ISG Lost Opportunity

“A committee can make a decision that is dumber than any of its members.” — David Coblitz

Committee: a group of men who individually can do nothing but as a group decide that nothing can be done” — Fred Allen.

Before a work is published in a respected journal it is usually vetted for correctness and originality by either an editor or other experts. One famous dismissal of a poor manuscript, attributed to Samuel Johnson, was, “Your manuscript is both good and original. But the part that is good is not original, and the part that is original is not good.” This assessment can aptly be applied to the recently released report by the Iraq Study Group (ISG), headed by former Secretary of State James Baker and former Representative Lee Hamilton, who served on the House Intelligence Committee.

After nine months of study, the group issued 79 recommendations for dealing with rising level of insurgency violence in Iraq. Most of these recommendations are either obvious, relatively minor, or already being partially implemented. For example, recommendation 23 reads, “The President should restate that the United States does not seek to control Iraq’s oil.”

There is certainly no harm in re-iterating this statement, but the United States has not sought to exploit Iraqi oil since the liberation of Iraq and surely this action speaks more persuasively than repeated statements by the President. Did it really take an august panel to come up with this recommendation? Frankly, if the US wanted Iraqi oil it would have been far easier and less expensive to allow international sanctions atrophy and simply purchase the oil. Moreover, if this question remains a key sticking point, the ISG should urge that the Left-wing in the United States cease continually suggesting that the goal of the liberation of Iraq was really seizure of the oil resources.
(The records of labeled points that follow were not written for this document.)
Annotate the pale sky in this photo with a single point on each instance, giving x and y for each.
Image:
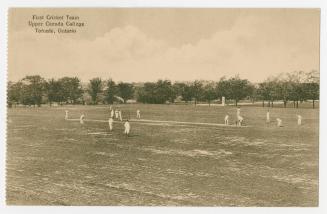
(137, 45)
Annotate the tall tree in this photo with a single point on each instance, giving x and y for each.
(125, 91)
(209, 93)
(71, 89)
(94, 89)
(33, 90)
(14, 93)
(239, 88)
(54, 91)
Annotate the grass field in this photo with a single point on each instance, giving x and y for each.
(51, 161)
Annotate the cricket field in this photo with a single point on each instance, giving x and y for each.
(53, 161)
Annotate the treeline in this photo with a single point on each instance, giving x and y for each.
(35, 90)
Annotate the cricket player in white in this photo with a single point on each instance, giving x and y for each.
(81, 119)
(279, 122)
(66, 115)
(226, 119)
(138, 114)
(120, 117)
(299, 120)
(268, 117)
(110, 121)
(238, 112)
(239, 120)
(127, 127)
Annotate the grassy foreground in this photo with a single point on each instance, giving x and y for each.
(51, 161)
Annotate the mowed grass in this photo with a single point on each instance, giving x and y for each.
(51, 161)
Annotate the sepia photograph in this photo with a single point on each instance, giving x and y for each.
(200, 107)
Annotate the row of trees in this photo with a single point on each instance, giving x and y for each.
(35, 90)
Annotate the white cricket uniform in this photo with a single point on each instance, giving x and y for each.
(279, 122)
(238, 112)
(138, 114)
(120, 117)
(127, 127)
(239, 120)
(299, 120)
(110, 121)
(81, 119)
(226, 119)
(66, 115)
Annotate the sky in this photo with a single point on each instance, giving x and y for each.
(138, 45)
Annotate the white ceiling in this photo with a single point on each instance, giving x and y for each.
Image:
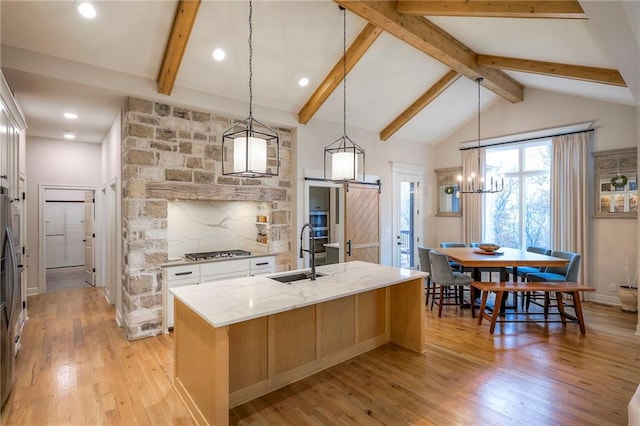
(56, 61)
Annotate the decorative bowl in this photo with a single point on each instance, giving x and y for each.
(489, 247)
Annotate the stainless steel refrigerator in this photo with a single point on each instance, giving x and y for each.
(9, 297)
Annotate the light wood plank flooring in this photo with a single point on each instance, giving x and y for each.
(76, 367)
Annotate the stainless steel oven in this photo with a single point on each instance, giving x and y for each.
(319, 220)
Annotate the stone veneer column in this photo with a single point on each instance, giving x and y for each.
(169, 153)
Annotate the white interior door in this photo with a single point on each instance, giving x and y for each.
(89, 237)
(407, 215)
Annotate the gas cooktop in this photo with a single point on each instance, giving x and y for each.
(207, 255)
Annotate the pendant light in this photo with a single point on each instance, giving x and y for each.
(478, 184)
(344, 157)
(248, 145)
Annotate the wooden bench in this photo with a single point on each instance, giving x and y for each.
(502, 288)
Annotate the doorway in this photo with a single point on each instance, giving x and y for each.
(407, 218)
(324, 211)
(64, 258)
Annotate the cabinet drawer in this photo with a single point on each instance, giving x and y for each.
(180, 272)
(224, 267)
(263, 262)
(218, 277)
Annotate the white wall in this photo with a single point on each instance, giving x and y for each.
(54, 162)
(616, 127)
(313, 137)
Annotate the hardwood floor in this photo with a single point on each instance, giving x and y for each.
(76, 367)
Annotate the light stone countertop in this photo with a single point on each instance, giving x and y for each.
(235, 300)
(183, 261)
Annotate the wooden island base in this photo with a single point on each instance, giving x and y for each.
(219, 368)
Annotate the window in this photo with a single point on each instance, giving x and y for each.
(520, 215)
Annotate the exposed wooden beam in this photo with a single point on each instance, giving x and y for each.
(570, 9)
(357, 49)
(425, 99)
(576, 72)
(428, 38)
(183, 21)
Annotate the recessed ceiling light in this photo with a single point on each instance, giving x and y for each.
(86, 9)
(218, 54)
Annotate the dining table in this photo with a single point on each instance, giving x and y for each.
(478, 259)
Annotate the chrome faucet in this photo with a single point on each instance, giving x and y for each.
(311, 250)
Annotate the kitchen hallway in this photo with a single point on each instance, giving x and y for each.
(76, 367)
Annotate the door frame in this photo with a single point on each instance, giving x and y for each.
(42, 264)
(311, 182)
(398, 171)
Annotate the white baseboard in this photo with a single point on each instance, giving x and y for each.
(604, 299)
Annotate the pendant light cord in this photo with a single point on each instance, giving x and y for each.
(344, 71)
(250, 60)
(479, 80)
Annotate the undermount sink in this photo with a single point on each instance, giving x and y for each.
(298, 276)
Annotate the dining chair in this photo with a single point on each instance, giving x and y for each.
(445, 278)
(565, 273)
(524, 270)
(454, 265)
(489, 270)
(425, 266)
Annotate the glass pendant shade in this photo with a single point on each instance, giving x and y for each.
(250, 149)
(343, 165)
(344, 154)
(248, 146)
(344, 161)
(256, 160)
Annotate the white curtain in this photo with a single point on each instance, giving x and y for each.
(472, 203)
(569, 192)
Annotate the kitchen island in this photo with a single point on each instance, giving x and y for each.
(238, 339)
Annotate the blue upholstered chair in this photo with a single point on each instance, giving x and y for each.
(524, 270)
(444, 278)
(425, 266)
(565, 273)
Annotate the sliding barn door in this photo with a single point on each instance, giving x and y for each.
(362, 223)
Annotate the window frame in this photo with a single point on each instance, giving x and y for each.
(521, 175)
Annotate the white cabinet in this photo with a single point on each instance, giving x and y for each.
(181, 275)
(262, 265)
(220, 270)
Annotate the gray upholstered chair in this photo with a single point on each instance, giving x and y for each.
(567, 272)
(454, 265)
(444, 279)
(425, 266)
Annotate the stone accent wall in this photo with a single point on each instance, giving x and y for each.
(174, 153)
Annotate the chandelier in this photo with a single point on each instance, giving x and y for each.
(343, 156)
(247, 146)
(477, 184)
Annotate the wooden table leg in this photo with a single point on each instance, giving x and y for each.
(563, 316)
(496, 310)
(483, 304)
(578, 308)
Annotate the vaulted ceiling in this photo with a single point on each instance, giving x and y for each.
(411, 65)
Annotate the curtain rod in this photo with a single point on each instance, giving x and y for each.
(529, 139)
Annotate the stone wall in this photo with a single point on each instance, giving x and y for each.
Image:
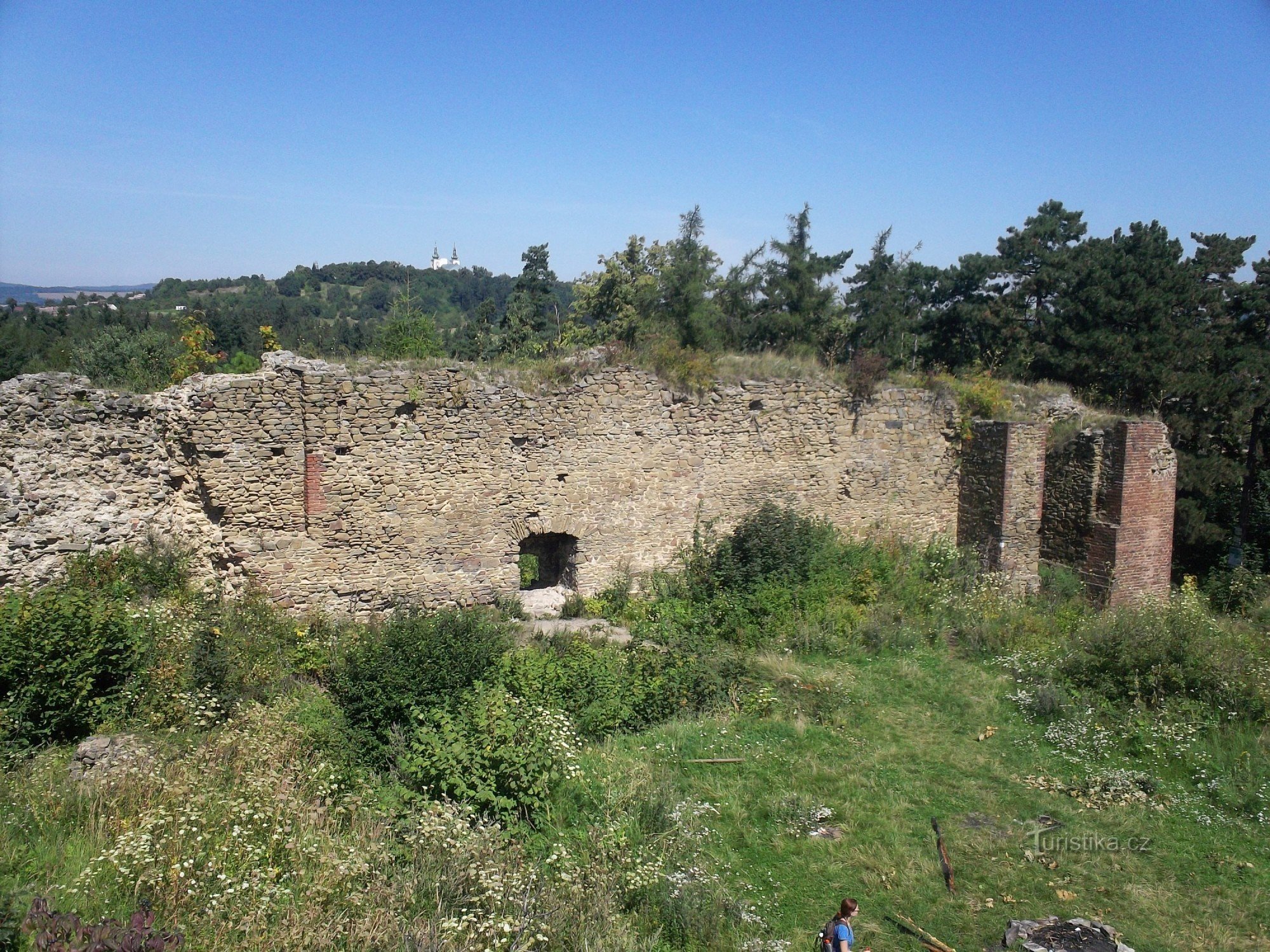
(351, 492)
(1109, 510)
(1074, 473)
(1000, 498)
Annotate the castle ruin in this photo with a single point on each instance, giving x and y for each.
(349, 492)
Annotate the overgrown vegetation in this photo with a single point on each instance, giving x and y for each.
(430, 781)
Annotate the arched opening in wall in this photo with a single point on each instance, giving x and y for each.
(548, 560)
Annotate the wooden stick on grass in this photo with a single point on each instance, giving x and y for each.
(944, 856)
(928, 940)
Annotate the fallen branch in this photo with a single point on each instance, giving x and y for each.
(928, 940)
(946, 865)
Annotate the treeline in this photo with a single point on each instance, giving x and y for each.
(1131, 322)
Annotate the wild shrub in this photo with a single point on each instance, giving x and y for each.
(64, 657)
(416, 662)
(864, 374)
(65, 932)
(121, 357)
(492, 751)
(1155, 653)
(605, 689)
(1236, 591)
(685, 367)
(153, 571)
(772, 543)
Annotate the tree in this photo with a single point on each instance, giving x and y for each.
(883, 307)
(408, 333)
(620, 299)
(797, 304)
(1034, 258)
(970, 323)
(539, 304)
(195, 357)
(521, 333)
(688, 280)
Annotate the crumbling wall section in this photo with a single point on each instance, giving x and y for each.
(351, 492)
(1132, 538)
(1000, 498)
(1109, 512)
(1074, 474)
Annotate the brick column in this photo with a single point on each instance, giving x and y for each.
(1132, 535)
(1000, 498)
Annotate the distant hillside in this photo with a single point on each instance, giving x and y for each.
(22, 294)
Recommendation 36 reads in part, “The United States should encourage dialogue between sectarian communities…” Gee, what an imaginative idea. Why had no one thought of that before? There may be no harm in the re-statement of the obvious, but one might have expected greater insight from a presumably thorough re-examination of the Iraq situation.

The recommendations that are not mundane, prosaic, or simple extensions of current efforts in Iraq represent such a fundamental misunderstanding of the Middle East that they are, to steal the words of Wolfgang Pauli, “not even wrong.” The ISG recommends that the United States, “actively engage Iran and Syria in its diplomatic dialogue, without preconditions.”

Iran and Syria are the problems. Without the continual support by Iraq and Syria of internal Iraq insurgent groups Iraq, would be a far less violent place. The only thing the US could offer in exchange for less Syrian and Iranian involvement in Iraq would be to sell out a fledging democracy in Lebanon to Syria and to allow the Iranians to pursue nuclear weapons without international protest.

This foolish recommendation is a direct outgrowth of a fundamentally incorrect assumption on the part of the ISG that both countries have an “interest in avoiding chaos in Iraq.” Precisely, the opposite is true. A free, democratic, and stable Iraq represents an implicit repudiation of Syria and Iran and, hence, a threat. Chaos is what these countries are trying to sow.

The ISG has done a disservice to the President, and to Congress and to the American people. They could have offered new and effective ideas. Instead, their recommendations are either obvious extensions of current policies or poorly-disguised recipes graceful retreat.

Perhaps, it is too much to expect any committee to provide recommendations for victory. Frederick the Great counseled “Audacity, audacity — always audacity,” and audacity is not typically a committee commodity. Is it possible to even name a war won on the counsels of a committee? One could tell that the report would represent plan for retreat when the co-authors explained in their introduction that they sought “a responsible conclusion” for the Iraq and not victory.